Detik itu juga seketika jiwaku tahu. Seperti bisikan Wahyu: ‘Inilah belahanku”.
Seorang lelaki adalah jiwa yang terbelah, yang senantiasa mengembara hingga menemukan serpihannya.
Aku ingin katakan padamu betapa indahnya hariku setelah perjumpaan itu. Pagi ini kudapati dimuka jendela, sekuntum anggrek bulan melambai oleh jatuhnya tetes embun terakhir. Putih, lebih berseri dari pagi-pagi sebelumnya. Begitu anggun menyembul di antara hijau daun-daun. Seekor kupu-kupu raja terbang berputar, memendang kagumengan menyentuhnya. Tak ingin mengoyak kecantikan sang bunga. Lalu mentari pagi datang menghampiri dan membelai lembut dengan juluran lidah-lidah cahayanya.
Dapatkah engkau bayangkan betapa seluruh alam tampak lebih indah dari biasanya.
Seolah menguatkan isyarat akan bertautnya kembali dua belahan jiwa.
Kini, dengan bulat hati aku akan mengatakan padamu. Aku meminta ijin padamu untuk mengisi labirin-labirin hatiku dengan senyummu. Dan menghadirkan segalanya tentang dirimu dalam mimpi-mimpiku.
Telah sekian lama pencarianku, menyusuri lorong-lorong gelap berliku. Kini aku telah sampai di muara. Mari kita lipat lembaran kertas ini menjadi perahu. Bantulah aku membentangkan layarnya, lalu biarkan angin utara mengantarkan kita. Ke seberang pantai, sebuah pulau mungil.
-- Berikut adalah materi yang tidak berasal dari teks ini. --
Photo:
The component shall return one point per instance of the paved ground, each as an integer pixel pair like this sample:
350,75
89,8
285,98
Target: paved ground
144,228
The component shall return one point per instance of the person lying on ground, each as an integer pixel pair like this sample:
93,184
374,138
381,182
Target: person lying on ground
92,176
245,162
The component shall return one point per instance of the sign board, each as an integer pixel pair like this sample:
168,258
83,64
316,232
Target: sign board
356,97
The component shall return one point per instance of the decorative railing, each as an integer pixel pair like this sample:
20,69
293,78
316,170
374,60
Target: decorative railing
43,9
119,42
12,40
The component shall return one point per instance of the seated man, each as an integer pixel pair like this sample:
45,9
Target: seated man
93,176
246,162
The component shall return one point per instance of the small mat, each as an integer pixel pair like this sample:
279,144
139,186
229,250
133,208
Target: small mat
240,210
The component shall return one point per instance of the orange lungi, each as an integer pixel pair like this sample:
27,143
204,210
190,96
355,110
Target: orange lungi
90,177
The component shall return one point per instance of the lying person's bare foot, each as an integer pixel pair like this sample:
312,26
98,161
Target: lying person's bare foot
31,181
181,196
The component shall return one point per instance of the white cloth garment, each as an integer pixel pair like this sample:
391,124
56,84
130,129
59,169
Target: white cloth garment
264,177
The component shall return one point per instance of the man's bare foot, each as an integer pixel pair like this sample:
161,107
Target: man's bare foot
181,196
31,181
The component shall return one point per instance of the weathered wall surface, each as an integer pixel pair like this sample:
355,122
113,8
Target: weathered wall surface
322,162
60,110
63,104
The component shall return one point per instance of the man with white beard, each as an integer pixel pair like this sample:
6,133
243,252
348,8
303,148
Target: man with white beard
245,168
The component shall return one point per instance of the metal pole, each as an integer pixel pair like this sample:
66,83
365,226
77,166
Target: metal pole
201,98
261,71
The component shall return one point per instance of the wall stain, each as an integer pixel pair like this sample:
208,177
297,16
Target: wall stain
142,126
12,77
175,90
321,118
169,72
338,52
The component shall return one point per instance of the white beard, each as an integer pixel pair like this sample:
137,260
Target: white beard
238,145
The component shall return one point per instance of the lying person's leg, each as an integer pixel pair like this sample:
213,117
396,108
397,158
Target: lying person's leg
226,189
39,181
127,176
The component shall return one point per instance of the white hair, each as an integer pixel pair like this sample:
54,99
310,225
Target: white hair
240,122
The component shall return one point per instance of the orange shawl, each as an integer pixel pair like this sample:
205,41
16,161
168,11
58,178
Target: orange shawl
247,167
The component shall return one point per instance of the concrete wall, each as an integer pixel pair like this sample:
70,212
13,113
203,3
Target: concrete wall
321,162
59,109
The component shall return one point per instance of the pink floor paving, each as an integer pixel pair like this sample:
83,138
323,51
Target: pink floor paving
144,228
Pernahkah engkau mendengar, disana ada reruntuhan istana pasir yang dibangun oleh sepasang merpati. Sebenarnya istana itu memang belum selesai ketika tautan suci hati mereka akhirnya terenggut. Prasasti kasih abadi.
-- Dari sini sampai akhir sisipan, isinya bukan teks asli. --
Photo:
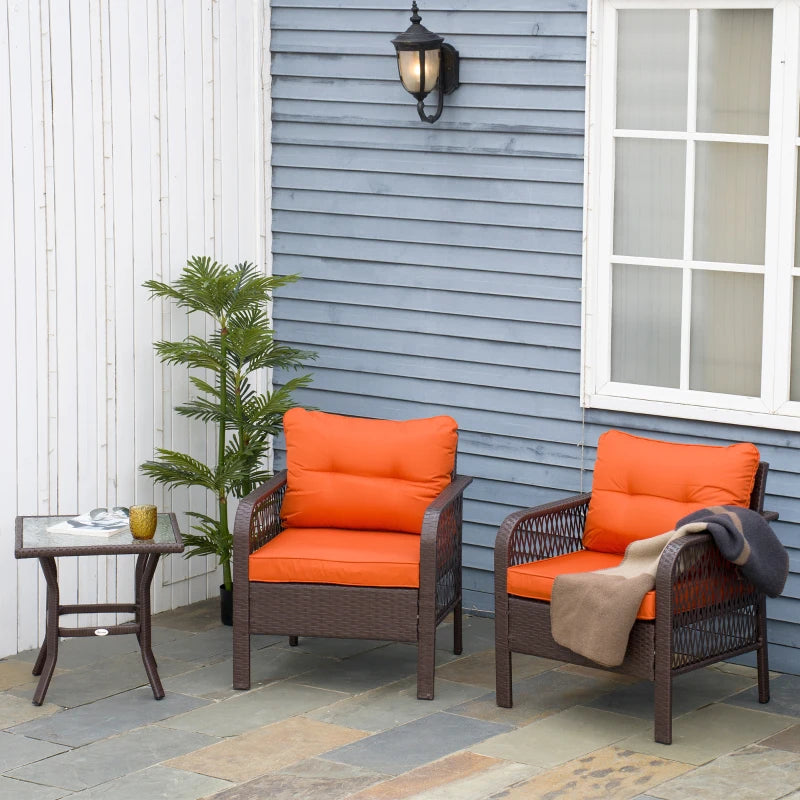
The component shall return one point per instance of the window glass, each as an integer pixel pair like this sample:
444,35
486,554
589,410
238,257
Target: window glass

Kita akan menyusun kembali puing-puing itu dan menyelesaikannya sebagai istana.
Kupahatkan namamu pada kubah tertinggi, lalu kita ukir bianglala di kaki langit.
Sempurna!
Jika engkau mengatakan “ya”, bangunkan aku esok hari dengan senyummu. Atau biarkan saja aku terlelap dalam mimpi ini untuk selamanya.